Now that most of the SLO-setting work has been completed, Lead Evaluators in schools across the state are stepping up their classroom evidence gathering. In some cases this is still done through the traditional preconference/observation/postconference process. Increasingly, however, more frequent mini-observations are taking the place of the “dog and pony shows” of the past. No matter the format, however, evidence is being collected and shared with teachers according to the spirit of the new Annual Professional Performance Review (APPR) process in New York.

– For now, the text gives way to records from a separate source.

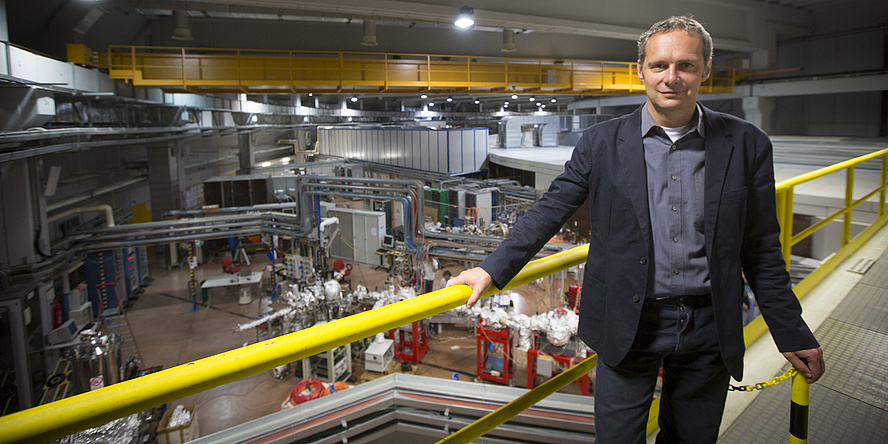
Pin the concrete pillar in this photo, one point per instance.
(165, 176)
(22, 213)
(245, 153)
(758, 110)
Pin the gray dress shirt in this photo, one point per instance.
(675, 199)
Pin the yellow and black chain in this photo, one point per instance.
(761, 385)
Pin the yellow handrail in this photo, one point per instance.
(94, 408)
(80, 412)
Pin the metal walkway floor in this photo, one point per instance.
(850, 403)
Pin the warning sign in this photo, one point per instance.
(96, 382)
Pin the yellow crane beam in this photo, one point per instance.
(214, 70)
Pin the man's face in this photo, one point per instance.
(672, 72)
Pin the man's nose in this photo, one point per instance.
(671, 74)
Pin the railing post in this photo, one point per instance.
(784, 217)
(849, 200)
(798, 416)
(882, 184)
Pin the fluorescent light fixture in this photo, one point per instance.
(464, 19)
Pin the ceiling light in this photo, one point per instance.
(369, 38)
(181, 31)
(508, 40)
(464, 19)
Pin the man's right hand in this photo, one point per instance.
(477, 279)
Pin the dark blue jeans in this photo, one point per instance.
(679, 335)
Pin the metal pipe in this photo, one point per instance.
(51, 421)
(109, 213)
(50, 207)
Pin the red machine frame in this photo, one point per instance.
(534, 352)
(485, 336)
(419, 342)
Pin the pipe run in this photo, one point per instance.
(109, 213)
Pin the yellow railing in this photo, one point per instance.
(214, 70)
(57, 419)
(60, 418)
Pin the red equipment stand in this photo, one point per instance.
(484, 338)
(419, 343)
(534, 352)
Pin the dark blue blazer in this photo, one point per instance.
(740, 224)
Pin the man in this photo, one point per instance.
(681, 202)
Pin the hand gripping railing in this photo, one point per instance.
(80, 412)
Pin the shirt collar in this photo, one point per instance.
(647, 122)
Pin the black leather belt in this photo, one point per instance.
(702, 300)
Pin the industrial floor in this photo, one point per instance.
(849, 405)
(167, 332)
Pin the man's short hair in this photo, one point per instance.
(675, 23)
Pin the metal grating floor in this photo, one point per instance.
(850, 403)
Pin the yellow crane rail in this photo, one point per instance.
(214, 70)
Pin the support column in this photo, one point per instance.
(165, 173)
(758, 110)
(245, 153)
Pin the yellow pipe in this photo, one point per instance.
(798, 417)
(60, 418)
(493, 419)
(789, 183)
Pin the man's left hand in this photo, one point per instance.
(808, 362)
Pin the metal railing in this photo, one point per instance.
(57, 419)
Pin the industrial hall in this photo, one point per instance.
(421, 221)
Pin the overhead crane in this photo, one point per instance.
(218, 70)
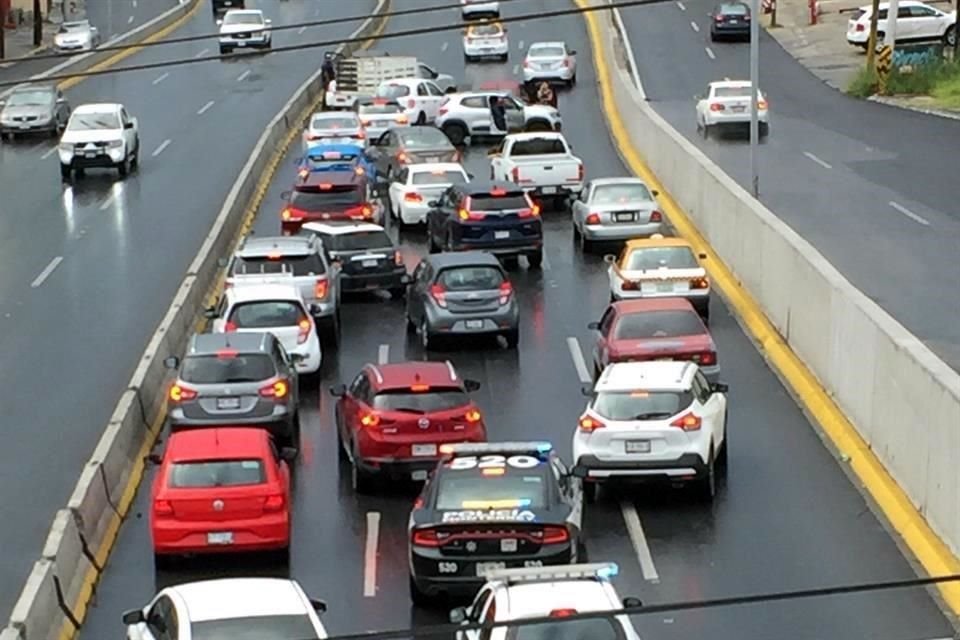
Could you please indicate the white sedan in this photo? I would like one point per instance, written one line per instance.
(650, 420)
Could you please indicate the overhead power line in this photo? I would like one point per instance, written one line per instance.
(544, 15)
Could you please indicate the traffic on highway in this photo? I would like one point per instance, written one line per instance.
(460, 370)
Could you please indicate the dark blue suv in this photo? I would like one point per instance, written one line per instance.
(494, 216)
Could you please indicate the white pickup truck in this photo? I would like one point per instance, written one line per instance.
(542, 163)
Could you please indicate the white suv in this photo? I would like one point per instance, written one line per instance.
(916, 22)
(657, 419)
(555, 592)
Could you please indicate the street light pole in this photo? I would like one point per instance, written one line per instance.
(754, 94)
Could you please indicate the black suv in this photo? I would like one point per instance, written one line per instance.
(367, 256)
(495, 216)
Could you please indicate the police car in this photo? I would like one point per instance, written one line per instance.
(492, 506)
(548, 592)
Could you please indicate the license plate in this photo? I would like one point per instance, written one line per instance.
(638, 446)
(424, 449)
(220, 537)
(483, 567)
(228, 403)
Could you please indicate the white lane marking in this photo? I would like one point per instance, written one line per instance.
(910, 214)
(823, 164)
(163, 145)
(46, 272)
(578, 362)
(370, 555)
(639, 540)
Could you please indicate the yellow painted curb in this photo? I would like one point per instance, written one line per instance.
(935, 557)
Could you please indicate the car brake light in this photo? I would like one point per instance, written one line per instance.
(275, 502)
(687, 422)
(439, 295)
(506, 290)
(179, 393)
(590, 424)
(277, 390)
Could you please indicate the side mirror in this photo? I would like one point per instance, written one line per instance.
(133, 617)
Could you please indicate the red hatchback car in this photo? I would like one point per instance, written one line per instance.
(654, 329)
(393, 417)
(221, 490)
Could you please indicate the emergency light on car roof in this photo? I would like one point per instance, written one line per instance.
(595, 570)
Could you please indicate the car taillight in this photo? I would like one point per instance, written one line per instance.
(162, 508)
(590, 424)
(275, 502)
(506, 290)
(439, 295)
(179, 393)
(277, 390)
(687, 422)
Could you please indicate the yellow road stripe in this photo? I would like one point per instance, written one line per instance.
(926, 546)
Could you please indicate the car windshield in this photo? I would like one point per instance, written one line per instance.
(216, 473)
(226, 368)
(647, 258)
(617, 193)
(657, 324)
(474, 490)
(640, 405)
(439, 177)
(94, 122)
(266, 314)
(479, 278)
(299, 627)
(407, 401)
(30, 98)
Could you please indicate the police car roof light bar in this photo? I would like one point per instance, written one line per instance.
(591, 571)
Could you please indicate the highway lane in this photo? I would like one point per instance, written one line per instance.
(871, 186)
(89, 270)
(111, 17)
(787, 518)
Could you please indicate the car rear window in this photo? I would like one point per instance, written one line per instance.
(314, 199)
(470, 278)
(657, 324)
(254, 628)
(661, 258)
(420, 402)
(640, 405)
(303, 265)
(219, 369)
(266, 314)
(216, 473)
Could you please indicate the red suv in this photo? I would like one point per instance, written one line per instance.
(393, 417)
(326, 196)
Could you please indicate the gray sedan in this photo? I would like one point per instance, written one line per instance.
(615, 209)
(34, 108)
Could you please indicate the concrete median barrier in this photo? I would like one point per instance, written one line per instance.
(83, 534)
(902, 400)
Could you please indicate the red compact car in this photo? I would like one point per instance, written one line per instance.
(654, 329)
(393, 417)
(221, 490)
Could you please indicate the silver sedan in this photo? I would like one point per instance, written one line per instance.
(615, 209)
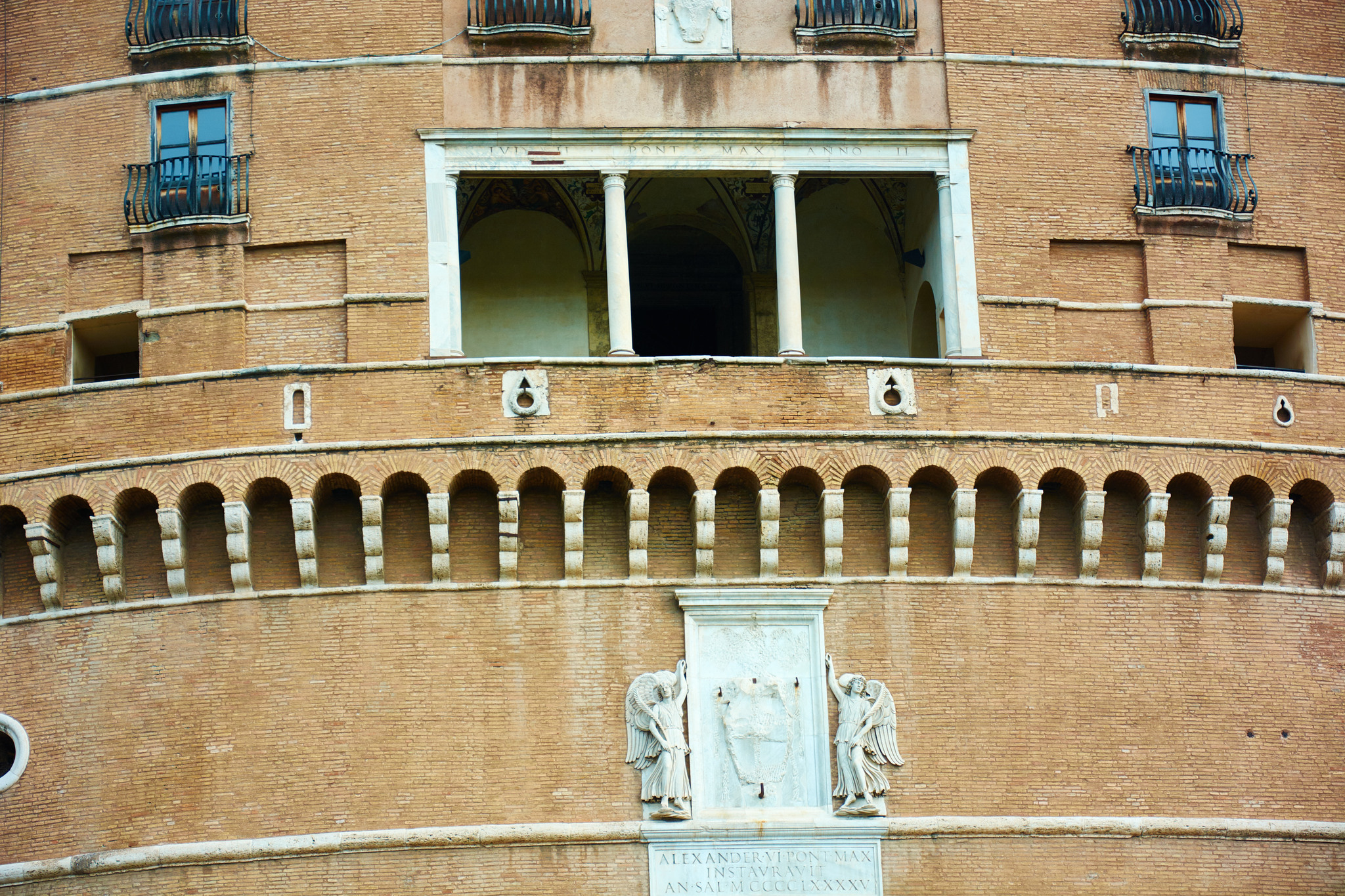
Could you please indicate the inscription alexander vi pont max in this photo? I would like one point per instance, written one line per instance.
(755, 868)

The basic idea is that evidence is collected by the Lead Evaluator. That evidence is then sorted according to the New York State Teaching Standards using a framework or rubric. Once the evidence has been collected and sorted, it is shared with the teacher and a conversation about that evidence occurs. The best conversations will be growth-producing conversations in which both evaluator and practitioner reflect upon the collected evidence and consider its implications on future practice. The entire process is repeated some number of times across the span of the school year. In the process legislated for New York State, a summative evaluation is also conducted at which time the teacher is given an overall score for the year that is based on some measures of student achievement and a number of points derived from the rubric. That summative score satisfies the requirements of the legislation and accompanying regulations. It’s up to local school districts to implement the process in a way that is about growth-producing feedback and continuous improvement rather than the inauthentic system of fear and inspection that Deming warned us about.

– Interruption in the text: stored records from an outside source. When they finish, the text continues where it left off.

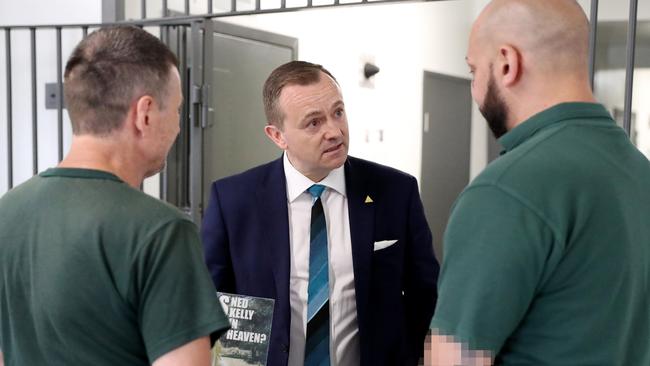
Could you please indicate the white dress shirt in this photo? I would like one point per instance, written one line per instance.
(344, 331)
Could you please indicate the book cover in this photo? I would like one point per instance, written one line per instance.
(246, 343)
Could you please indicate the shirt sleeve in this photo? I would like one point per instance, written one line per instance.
(496, 251)
(176, 300)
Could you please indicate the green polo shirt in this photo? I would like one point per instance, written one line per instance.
(547, 252)
(94, 272)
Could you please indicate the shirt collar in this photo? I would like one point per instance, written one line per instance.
(558, 113)
(297, 183)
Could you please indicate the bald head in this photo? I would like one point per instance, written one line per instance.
(552, 34)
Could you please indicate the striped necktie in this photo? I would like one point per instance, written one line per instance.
(317, 343)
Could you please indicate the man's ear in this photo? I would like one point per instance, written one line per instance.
(509, 65)
(143, 109)
(275, 134)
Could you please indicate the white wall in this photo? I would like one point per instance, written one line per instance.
(36, 12)
(404, 40)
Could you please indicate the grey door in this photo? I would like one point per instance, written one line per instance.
(447, 113)
(494, 147)
(242, 60)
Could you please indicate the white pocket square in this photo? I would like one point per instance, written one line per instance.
(383, 244)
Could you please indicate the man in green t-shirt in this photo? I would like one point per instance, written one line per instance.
(92, 270)
(547, 252)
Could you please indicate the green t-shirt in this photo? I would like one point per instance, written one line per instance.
(547, 252)
(94, 272)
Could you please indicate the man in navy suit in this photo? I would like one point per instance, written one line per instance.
(379, 268)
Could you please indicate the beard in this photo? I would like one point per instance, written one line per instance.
(494, 110)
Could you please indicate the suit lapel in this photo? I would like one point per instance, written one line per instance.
(362, 228)
(272, 198)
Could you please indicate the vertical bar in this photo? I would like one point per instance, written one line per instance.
(143, 9)
(182, 170)
(629, 73)
(196, 132)
(32, 43)
(10, 158)
(162, 178)
(59, 81)
(593, 24)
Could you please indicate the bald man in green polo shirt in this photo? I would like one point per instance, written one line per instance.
(547, 252)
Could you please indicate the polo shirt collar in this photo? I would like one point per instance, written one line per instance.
(297, 183)
(79, 173)
(558, 113)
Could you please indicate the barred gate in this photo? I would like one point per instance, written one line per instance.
(45, 47)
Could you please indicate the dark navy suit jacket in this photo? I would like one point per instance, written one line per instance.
(246, 240)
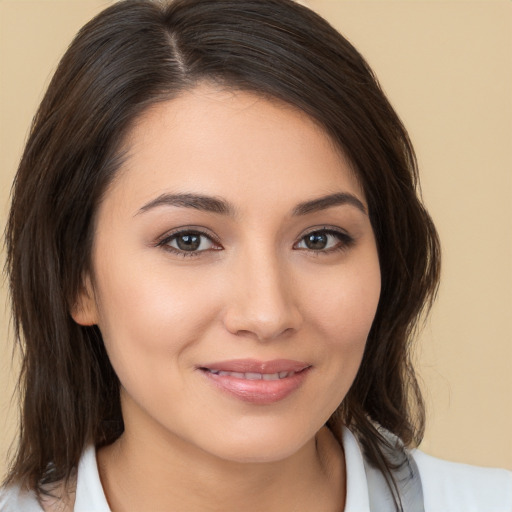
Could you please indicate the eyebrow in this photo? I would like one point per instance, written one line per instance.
(223, 207)
(196, 201)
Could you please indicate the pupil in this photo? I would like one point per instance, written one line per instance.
(189, 242)
(316, 241)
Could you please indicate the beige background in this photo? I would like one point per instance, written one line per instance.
(446, 67)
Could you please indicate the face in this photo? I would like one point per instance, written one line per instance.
(235, 276)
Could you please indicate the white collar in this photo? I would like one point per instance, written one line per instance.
(90, 495)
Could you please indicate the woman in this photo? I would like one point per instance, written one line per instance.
(217, 259)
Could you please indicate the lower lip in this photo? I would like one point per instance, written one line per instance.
(261, 392)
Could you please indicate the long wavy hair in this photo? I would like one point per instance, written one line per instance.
(135, 54)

Some districts, however, are making a key mistake, early in the process, that will hamper the process and negatively impact the possibility of the system resulting in continuous improvement, better teaching, and increased student achievement. The mistake that some districts are making might seem like a subtle one but the consequences can be significant. Instead of waiting until the end of the year and using an accumulated collection of evidence from throughout the year that is based on many classroom visits and evidence submissions, they are rating the teacher on the rubric after each episode of evidence collection. This is a mistake and contorts the whole system to be about judgement and labelling rather than growth-producing feedback and continuous improvement.
We are all well aware of the shortcomings of the legislation and the accompanying rules for implementation — rules that were crafted without the context of the field being taken into consideration (20+20+60, for example). Despite that, we can make the best of the situation and make it about improving the teaching and learning process. When we rate teachers every time we see them, however, we are just continuing the old paradigm of judgement rather than shifting to the new, better paradigm of continuous improvement. The experience of districts who have rated teachers on the rubric after each observation unfortunately confirms this. If you rate teachers after every evidence collection the conversations that follow inevitably become conversations about the score rather than conversations about the teaching and learning.
There’s another reason for not scoring the rubric after every episode of evidence collection: the rubrics just don’t work that way. A close read of the NYSUT rubric identifies stems such as: “Teacher provides regular opportunities…” and “Teacher frequently uses…” A close read of the Framework for Teaching (2011) identifies stems such as: “Assessment is regularly…” and “All outcomes represent…” Based on the way these, and other, indicators are phrased it is simply impossible to accurately rate them based on a single episode of evidence collection. To try and do so will result in a lower rating than might otherwise be the case with evidence collected over multiple opportunities. This cannot be avoided because of the way the rubrics are written. It is unfair to rate after every single episode of evidence collection – and fairness is one of the three gates (in addition to reliability and validity) that must remain open if a system of teacher evaluation is going to have a shot and making a difference.
The remedy is simple: don’t go there! Don’t rate teachers until the end of the year when the preponderance of evidence can be compared to the levels on the rubric. It’s still early in our first year of implementation of the system and unless your agreed-upon system clearly requires scoring after every evidence collection episode you can stop the practice immediately and chalk it up to a learning process in which we are all engaged.
Stop judging after every visit. Instead, make it about a process of growth-producing feedback that is designed to continuously improve teaching and increase student learning. That is, after all, what it’s supposed to be about.